Solution Explanation

d)

Consider the given statement: \( \sim \left( {\exists \user1{x}\exists \user1{y} \sim \user1{P}\left( {\user1{x,y}} \right) \wedge \forall \user1{x}\forall \user1{yQ}\left( {\user1{x,y}} \right)} \right)\)

\( \sim \left( {\exists \user2{x}\exists \user2{y} \sim \user2{P}\left( {\user2{x,y}} \right) \wedge \forall \user2{x}\forall \user2{yQ}\left( {\user2{x,y}} \right)} \right)\)is the negation of the preceding sentence\(\forall \user1{x}\forall \user1{yP}\left( {\user1{x, y}} \right) \vee \exists \user1{y}\exists \user1{x} \sim \user1{Q}\left( {\user1{x, y}} \right)\)

The following is the negation of the provided statement.

\(\forall \user1{x}\forall \user1{yP}\left( {\user1{x, y}} \right) \vee \exists \user1{y}\exists \user1{x} \sim \user1{Q}\left( {\user1{x, y}} \right)\).

Solution Explanation

e)

Consider the given statement: \( \sim \forall \user1{x}\left( {\exists \user1{y}\forall \user1{zP}\left( {\user1{x,y,z}} \right) \wedge \exists \user1{z}\forall \user1{yP}\left( {\user1{x,y,z}} \right)} \right)\)

\( \sim \forall \user2{x}\left( {\exists \user2{y}\forall \user2{zP}\left( {\user2{x,y,z}} \right) \wedge \exists \user2{z}\forall \user2{yP}\left( {\user2{x,y,z}} \right)} \right)\)is the negation of the preceding sentence\(\exists \user1{x}\left( {\forall \user1{y}\exists \user1{z} \sim \user1{P}\left( {\user1{x,y,z}} \right) \vee \forall \user1{z}\exists \user1{y} \sim \user1{P}\left( {\user1{x,y,z}} \right)} \right)\)

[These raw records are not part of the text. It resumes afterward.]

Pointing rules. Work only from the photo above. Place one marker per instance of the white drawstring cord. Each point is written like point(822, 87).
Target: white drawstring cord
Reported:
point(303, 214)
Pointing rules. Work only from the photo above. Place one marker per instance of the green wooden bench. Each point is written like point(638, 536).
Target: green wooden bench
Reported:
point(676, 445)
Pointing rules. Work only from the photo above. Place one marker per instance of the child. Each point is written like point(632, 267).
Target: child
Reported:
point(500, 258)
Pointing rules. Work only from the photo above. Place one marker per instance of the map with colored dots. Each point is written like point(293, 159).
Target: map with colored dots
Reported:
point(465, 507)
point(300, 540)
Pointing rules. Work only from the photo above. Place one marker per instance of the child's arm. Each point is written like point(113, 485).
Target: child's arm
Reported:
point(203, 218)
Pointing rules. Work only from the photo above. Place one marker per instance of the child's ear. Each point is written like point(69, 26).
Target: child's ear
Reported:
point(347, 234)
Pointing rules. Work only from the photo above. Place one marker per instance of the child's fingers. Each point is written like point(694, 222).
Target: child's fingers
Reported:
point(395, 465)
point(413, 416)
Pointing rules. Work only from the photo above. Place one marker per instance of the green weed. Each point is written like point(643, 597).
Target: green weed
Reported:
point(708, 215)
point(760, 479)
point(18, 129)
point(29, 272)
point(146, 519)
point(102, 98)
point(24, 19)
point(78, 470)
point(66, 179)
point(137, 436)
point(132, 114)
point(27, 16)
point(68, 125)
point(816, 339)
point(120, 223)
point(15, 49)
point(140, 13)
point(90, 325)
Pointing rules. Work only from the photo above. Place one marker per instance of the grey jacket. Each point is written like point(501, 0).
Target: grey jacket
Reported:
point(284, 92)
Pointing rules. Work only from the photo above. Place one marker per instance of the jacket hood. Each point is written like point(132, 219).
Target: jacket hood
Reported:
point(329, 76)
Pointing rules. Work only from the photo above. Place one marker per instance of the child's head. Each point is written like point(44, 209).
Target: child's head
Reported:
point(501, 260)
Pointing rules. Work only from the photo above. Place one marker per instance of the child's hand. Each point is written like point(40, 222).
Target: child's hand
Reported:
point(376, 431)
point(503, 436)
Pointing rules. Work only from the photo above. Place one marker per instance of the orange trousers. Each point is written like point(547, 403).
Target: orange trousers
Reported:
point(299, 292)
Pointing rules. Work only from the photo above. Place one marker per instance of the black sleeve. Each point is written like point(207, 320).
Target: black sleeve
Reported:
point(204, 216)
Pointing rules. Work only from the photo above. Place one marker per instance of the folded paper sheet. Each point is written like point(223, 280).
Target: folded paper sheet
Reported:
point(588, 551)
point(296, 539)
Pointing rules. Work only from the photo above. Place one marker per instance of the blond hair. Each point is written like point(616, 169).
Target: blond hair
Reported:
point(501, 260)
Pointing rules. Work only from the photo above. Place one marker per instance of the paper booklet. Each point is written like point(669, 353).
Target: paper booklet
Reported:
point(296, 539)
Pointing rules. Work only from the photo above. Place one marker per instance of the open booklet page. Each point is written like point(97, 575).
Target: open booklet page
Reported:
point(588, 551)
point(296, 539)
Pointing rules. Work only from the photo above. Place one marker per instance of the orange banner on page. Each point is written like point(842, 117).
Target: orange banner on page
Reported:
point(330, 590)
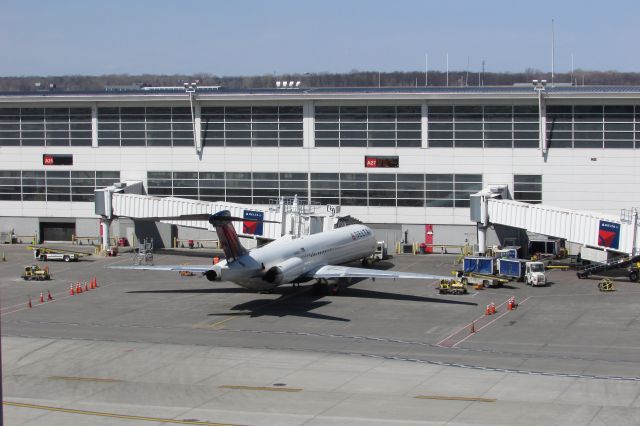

The following is the negation of the provided statement.

\(\exists \user1{x}\left( {\forall \user1{y}\exists \user1{z} \sim \user1{P}\left( {\user1{x,y,z}} \right) \vee \forall \user1{z}\exists \user1{y} \sim \user1{P}\left( {\user1{x,y,z}} \right)} \right)\).